A similar situation was observed in 1933. New York briefly breached its obligations under municipal bonds. After the stock market crash and the Great Depression, the city's income declined amidst a number of property tax violations. In 1975, the city faced a second financial crisis. The federal government refused to provide financial assistance. The state also announced a moratorium on some payments of city bonds. Although the default occurred during another bear market, the immediate cause of the crisis was the rise in interest rates. At the time, the city relied heavily on short-term debt. When inflation surged in the early 1970-ies, these debts have become increasingly difficult and expensive.
In addition to New York and Chicago, three other cities were rated below 40: Renault, St. Louis and Toledo. All three cities had relatively small common fund balances and a high debt burden.
One Perfect Score
At the other end of the spectrum, with a perfect score of 100, is Irvine and California. There is a constant increase in the city's reserves due to the constant growth of income. In 2015, the city’s reported more than $ 700 million of cash and investment on its balance sheet. This is more than enough to finance two years of government spending. Irvine is among the major American cities distinguished by the fact that he has no outstanding obligations on the bonds. All municipal loans in Irvine are made by special districts. These districts charge additional taxes to service the debt.

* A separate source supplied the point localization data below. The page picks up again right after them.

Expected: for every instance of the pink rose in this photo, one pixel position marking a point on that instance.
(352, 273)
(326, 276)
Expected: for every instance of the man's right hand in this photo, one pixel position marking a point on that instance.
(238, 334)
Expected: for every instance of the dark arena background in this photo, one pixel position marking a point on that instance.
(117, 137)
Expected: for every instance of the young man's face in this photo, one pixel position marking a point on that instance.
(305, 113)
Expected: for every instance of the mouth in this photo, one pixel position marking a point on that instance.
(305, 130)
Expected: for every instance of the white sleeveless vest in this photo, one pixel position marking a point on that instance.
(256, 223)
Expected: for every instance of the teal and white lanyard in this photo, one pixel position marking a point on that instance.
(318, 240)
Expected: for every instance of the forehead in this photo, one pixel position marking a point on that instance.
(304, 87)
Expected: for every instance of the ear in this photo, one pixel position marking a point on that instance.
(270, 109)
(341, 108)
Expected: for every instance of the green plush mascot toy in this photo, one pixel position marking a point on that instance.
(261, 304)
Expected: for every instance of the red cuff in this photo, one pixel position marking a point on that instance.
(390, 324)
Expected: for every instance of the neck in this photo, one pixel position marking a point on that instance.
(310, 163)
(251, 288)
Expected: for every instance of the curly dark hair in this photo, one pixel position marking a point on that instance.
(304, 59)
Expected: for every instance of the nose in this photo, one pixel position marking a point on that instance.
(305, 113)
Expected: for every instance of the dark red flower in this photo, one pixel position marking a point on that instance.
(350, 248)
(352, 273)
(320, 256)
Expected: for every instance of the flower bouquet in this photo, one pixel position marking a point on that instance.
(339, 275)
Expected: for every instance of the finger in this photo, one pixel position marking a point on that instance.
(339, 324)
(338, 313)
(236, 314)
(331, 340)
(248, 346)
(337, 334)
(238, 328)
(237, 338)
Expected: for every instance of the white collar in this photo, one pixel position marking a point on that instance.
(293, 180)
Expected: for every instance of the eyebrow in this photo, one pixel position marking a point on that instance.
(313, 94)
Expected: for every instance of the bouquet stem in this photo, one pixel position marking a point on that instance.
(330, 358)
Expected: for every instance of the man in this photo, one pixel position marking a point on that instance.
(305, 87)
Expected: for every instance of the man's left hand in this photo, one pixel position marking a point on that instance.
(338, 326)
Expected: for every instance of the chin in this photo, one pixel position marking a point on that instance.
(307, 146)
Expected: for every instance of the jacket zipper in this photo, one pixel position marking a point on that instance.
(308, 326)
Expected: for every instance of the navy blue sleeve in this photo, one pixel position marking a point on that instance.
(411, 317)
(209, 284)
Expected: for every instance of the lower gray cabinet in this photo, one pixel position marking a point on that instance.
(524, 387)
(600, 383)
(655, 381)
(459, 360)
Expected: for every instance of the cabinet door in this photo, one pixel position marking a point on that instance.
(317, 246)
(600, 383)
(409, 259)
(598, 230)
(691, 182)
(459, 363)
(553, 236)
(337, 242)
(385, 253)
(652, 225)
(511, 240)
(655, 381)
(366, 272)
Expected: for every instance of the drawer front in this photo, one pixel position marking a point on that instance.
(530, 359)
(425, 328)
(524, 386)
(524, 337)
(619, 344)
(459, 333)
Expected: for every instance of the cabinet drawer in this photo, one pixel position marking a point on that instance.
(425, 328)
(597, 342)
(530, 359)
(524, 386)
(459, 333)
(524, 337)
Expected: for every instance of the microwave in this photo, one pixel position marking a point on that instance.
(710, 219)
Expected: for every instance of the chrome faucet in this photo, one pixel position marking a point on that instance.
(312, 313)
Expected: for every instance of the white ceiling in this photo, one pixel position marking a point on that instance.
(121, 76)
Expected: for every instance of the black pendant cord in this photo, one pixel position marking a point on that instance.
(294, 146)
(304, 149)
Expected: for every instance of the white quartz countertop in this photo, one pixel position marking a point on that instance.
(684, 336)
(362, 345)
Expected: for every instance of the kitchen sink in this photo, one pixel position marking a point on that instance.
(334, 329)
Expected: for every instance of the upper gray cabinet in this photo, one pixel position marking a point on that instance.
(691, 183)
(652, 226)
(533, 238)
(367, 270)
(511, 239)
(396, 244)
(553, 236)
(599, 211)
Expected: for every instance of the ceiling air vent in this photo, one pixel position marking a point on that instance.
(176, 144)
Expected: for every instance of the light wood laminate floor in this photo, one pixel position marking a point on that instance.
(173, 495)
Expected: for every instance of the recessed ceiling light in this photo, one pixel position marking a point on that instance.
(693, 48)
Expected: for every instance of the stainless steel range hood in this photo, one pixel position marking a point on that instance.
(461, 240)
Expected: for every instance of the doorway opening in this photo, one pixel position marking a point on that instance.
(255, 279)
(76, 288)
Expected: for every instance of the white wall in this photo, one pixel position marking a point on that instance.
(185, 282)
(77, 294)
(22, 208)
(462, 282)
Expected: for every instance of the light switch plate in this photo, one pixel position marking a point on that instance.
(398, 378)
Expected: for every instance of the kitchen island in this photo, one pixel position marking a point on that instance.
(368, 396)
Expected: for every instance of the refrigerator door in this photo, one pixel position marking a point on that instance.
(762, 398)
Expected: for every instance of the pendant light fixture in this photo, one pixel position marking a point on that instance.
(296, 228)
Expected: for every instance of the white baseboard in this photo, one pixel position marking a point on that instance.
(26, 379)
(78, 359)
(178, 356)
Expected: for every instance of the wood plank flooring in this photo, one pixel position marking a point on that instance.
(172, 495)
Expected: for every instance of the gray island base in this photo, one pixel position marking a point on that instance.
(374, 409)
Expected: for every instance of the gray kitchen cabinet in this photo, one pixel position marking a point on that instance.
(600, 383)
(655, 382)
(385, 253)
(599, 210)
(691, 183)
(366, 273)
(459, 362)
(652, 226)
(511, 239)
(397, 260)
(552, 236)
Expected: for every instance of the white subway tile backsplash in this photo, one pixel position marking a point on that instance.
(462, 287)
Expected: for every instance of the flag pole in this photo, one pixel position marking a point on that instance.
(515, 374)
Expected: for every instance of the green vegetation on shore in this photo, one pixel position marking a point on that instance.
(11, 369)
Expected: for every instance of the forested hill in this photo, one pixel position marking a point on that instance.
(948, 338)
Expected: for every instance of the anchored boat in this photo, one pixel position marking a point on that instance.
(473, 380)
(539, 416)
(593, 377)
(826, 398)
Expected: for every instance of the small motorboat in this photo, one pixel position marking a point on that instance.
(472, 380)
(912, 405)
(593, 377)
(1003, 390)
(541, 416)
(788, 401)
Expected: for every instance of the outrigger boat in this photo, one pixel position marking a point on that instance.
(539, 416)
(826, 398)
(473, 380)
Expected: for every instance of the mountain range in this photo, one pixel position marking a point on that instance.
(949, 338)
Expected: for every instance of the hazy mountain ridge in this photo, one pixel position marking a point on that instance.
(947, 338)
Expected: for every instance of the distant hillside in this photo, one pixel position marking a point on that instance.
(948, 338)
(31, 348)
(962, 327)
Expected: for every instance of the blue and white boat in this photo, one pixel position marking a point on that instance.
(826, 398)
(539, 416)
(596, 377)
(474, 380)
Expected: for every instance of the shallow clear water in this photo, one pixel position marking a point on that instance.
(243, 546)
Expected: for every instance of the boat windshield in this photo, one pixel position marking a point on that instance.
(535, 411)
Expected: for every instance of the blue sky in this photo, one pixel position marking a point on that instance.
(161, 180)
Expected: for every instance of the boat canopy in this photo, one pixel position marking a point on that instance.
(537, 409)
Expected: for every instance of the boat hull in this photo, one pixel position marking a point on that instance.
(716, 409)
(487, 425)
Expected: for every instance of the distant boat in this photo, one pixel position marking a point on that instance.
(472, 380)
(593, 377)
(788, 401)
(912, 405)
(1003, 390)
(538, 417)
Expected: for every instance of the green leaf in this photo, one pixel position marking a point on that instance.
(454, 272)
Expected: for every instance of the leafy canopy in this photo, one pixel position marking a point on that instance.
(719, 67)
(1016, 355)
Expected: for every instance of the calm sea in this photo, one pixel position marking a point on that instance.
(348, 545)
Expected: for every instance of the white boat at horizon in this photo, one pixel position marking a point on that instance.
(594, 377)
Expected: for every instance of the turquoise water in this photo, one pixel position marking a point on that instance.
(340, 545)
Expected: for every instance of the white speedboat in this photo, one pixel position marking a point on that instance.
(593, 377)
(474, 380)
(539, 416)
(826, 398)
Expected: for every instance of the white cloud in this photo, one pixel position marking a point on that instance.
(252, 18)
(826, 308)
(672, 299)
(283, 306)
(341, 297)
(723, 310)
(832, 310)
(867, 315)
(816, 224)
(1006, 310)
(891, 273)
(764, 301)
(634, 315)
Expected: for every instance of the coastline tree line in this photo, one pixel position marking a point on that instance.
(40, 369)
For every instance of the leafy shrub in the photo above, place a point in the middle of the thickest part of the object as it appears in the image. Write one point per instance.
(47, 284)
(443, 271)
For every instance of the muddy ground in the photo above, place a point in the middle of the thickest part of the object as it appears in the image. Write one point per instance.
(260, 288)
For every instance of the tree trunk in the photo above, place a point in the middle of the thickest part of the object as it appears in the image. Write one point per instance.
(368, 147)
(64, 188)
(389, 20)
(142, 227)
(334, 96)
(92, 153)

Two cities in California’s Inland Empire, Fontana and Moreno Valley, took the second and third spots. Both cities have a moderate debt burden and large total reserves.
These high-ranking cities are located within a short drive from San Bernardino, which filed for bankruptcy protection in 2012. Their presence at the top of the list is evidence of California's economic recovery. But at the same time, it shows that sound financial management practices make a difference. Although during the Great Recession, Fontana and Moreno Valley faced with similar issues, both of these cities escaped the financial crisis. This because officials have shown great discipline in terms of spending and borrowing.
Keep in mind that it is not necessarily for a city to have an almost perfect score to be considered a good fiscal steward. Any score above 70 can reasonably be interpreted as a level of fiscal health sufficient to justify a triple-A credit rating.
Bankruptcies and Delinquencies
The universe of cities that we analyzed includes three that have filed for bankruptcy since the Great Recession: Stockton and San Bernardino, which filed in 2012, and Detroit, which filed in 2013. Both Stockton and Detroit went out of bankruptcy. And San Bernardino is close to doing so. All three cities have scores in the middle of the ranking. Detroit and Stockton benefited from a court-sanctioned reduction in their debt. While San Bernardino ran a general fund surplus for a long time in bankruptcy.
However, there were three cities that did not publish Comprehensive Annual Financial Reports for 2015 by the end of 2016. One of them, Baltimore, will publish its 2015 CARF in early 2017, which is quite late. Federal regulations require state and local governments to submit audited financial statements no later than nine months after the end of the financial year. Since Baltimore's fiscal year ends on June 30, it should have filed its CAFR 2015 no later than March 31, 2016.
To view the data of the full ranking of 116 cities, including scores you should visit the new Center for Municipal Finance website.